What you will learn from this tip: This tip compares and contrasts in-band and out-of-band deduplication and offers some pros and cons of each approach.
An important differentiator among deduplication products is whether they work in-band or out-of-band. That is, do they deduplicate the data as they're writing it to the array or VTL (in-band), or is deduplication a secondary process that may run asynchronously (out-of-band). There are advantages and disadvantages to each method.
The advantage to the in-band method is that it works with the data only one time. The drawback is that, depending on the implementation, it could slow down the incoming backup. The inline camp argues that while they'll probably slow down the backup somewhat, when they're done, they're done. The out-of-band camp still has important work to do: Store the data.
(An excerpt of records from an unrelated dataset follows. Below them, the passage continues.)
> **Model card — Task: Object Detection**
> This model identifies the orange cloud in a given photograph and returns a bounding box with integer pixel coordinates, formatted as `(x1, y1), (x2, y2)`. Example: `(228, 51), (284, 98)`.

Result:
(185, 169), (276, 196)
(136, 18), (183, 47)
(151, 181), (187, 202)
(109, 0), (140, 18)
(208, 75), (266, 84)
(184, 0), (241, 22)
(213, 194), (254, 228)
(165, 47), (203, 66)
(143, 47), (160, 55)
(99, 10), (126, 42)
The out-of-band method has to write the original data, read it, identify its redundancies, and then write one or more pointers if it's redundant. The advantage to this is that you can apply more parallel processes (and processors) to the problem, whereas the in-band method can apply only one process per backup stream. The disadvantage is that the data is written and read more than once, and the multiple reads and writes could cause contention for disk. In addition, the out-of-band method requires slightly more disk than an in-band setup because an out-of-band system must have enough disk to hold the latest set of backups before they're deduplicated. The out-of-band camp counters that slowing down the original backup is unacceptable, and that they'll be able to deduplicate the data in time for tomorrow's backup.
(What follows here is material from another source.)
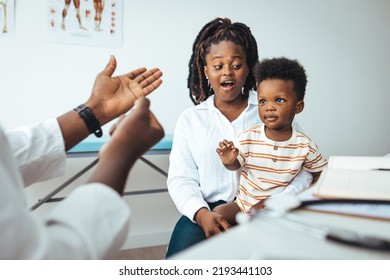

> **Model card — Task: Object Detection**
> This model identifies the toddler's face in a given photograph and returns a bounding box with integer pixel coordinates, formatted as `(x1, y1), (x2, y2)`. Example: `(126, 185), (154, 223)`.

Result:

You probably shouldn't dismiss a vendor simply because it uses in-band or out-of-band methods, but definitely test the different deduplication methods to determine how fast they work in your environment. Remember to test the product against many slower backups as well as a smaller number of backups where speed matters. Some systems perform well for single streams, but don't scale for many streams. Some work well only when you send them many streams, but don't perform well with a very fast single stream. Finally, test the deduplication product with enough data to see whether it will handle the amount of data you back up every day. If it doesn't get the deduplication job done every day in time for the next night's backup, you're going to be in trouble.